Publicado originalmente en FaceBook, 2008.

El siguiente es un extracto de un artículo en prensa de Trends in Cognitive Sciences (Todorov et al, in press):

“The science of ‘cute’ began in the middle of the twentieth century
when Konrad Lorenz [45] posited that infantile features automatically
evoke a nurturing response in adult perceivers. The efficacy of
traits such as large eyes, large head and small jaw is so prepotent,
he argued, that non-human animals possessing them enjoy
increased human affection. That is, we are so automatically moved
to a nurturing state by these physical features that we respond to
them even when displayed by non-human animals. Stephen Jay
Gould [46] famously summarized this idea in an essay in which he
described the 50-year morphological evolution of Mickey Mouse
from adult-faced troublemaker to baby-faced icon. Knowingly or
otherwise, Disney animators have increasingly exploited Lorenz’s
idea by, among other changes, increasing the size of Mickey’s eyes
and head.

More recently, psychologists have applied this notion to the social
consequences for adults who retain juvenile facial features. The
majority of this work has been done by Leslie Zebrowitz and her
colleagues [1,6], who have demonstrated that ‘baby faced’ adults
are assumed to be warmer, more honest, more naı¨ve and weaker
than their mature-faced peers. Moreover, they have shown that
these impressions can have potentially profound consequences. For
instance, both criminal and civil judicial verdicts can be predicted by
whether or not the defendant is baby faced [47], despite mixed
evidence regarding how well these trait impressions predict the
actual behavior of an individual (Box 1).

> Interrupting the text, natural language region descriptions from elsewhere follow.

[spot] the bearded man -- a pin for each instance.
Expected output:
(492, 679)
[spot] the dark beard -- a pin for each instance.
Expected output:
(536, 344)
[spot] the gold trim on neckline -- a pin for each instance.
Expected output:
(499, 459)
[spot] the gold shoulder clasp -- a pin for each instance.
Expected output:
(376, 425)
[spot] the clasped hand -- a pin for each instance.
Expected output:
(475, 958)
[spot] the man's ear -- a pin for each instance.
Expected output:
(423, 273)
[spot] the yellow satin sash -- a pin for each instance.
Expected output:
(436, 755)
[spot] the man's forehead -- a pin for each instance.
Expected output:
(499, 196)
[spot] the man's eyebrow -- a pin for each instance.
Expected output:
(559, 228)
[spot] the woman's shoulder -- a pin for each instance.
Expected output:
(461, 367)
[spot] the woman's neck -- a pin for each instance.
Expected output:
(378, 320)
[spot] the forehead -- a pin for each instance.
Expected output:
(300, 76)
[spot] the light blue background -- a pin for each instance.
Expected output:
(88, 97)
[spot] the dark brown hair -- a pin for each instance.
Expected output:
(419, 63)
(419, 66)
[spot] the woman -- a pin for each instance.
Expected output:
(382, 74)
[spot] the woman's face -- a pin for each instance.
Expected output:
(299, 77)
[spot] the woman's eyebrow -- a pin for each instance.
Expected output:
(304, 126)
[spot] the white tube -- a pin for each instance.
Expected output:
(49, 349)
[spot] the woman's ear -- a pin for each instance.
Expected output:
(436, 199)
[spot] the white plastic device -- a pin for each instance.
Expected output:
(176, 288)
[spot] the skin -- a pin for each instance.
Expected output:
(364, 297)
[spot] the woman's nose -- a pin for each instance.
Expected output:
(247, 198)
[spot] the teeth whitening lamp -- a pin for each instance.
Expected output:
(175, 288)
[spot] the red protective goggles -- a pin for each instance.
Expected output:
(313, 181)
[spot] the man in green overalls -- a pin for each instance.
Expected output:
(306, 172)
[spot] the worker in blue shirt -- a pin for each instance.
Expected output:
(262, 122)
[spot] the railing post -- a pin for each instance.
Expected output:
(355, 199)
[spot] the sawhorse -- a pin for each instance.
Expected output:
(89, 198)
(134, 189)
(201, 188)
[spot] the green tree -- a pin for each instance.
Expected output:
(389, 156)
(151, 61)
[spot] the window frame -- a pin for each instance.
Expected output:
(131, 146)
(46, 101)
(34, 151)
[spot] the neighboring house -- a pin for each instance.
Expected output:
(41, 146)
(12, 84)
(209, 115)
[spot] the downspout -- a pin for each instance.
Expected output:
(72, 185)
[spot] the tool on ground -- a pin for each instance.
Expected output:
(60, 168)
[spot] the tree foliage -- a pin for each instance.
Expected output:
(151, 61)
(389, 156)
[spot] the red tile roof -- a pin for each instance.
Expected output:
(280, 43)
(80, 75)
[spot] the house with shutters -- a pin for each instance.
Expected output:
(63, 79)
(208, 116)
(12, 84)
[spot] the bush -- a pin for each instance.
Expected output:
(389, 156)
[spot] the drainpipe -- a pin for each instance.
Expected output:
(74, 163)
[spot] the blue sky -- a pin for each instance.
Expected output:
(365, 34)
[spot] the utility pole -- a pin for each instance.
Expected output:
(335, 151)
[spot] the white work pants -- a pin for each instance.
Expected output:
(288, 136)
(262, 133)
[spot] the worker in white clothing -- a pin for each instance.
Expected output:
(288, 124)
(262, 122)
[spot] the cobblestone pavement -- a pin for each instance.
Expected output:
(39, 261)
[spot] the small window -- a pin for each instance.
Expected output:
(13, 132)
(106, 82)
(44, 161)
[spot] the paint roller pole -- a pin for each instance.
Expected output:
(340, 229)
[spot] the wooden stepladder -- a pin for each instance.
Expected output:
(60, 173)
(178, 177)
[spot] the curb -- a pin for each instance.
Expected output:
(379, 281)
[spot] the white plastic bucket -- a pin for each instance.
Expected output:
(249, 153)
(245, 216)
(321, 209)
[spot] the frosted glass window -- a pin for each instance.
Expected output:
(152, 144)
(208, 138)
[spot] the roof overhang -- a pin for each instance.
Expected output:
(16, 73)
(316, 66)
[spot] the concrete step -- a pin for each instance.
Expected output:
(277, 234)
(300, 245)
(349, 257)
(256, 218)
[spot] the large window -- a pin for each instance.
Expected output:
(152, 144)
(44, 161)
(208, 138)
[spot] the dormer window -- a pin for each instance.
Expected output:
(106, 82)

Zebrowitz and her colleagues [29,48] have argued that the
automatic response to facial features in babies is overgeneralized
to adults who share them, resulting in appearance driven trait
impressions. Consistent with this hypothesis, they have shown that
faces that are ascribed child-like traits are more likely to be confused
with baby faces by a neural network model trained to distinguish
baby faces from adult faces [48]. The overgeneralization hypothesis
posits that these appearance-driven impressions are adaptive,
regardless of validity, to the extent that the cost of inaccurately
inferring child-like traits from baby-faced adults is less than the cost
of responding inappropriately to the needs of infants”.

TODOROV, A., SAID, C., ENGEL, A. & N. OOSTERHOF (in press) Understanding evaluation of faces on
social dimensions. Trends in Cognitive Sciences.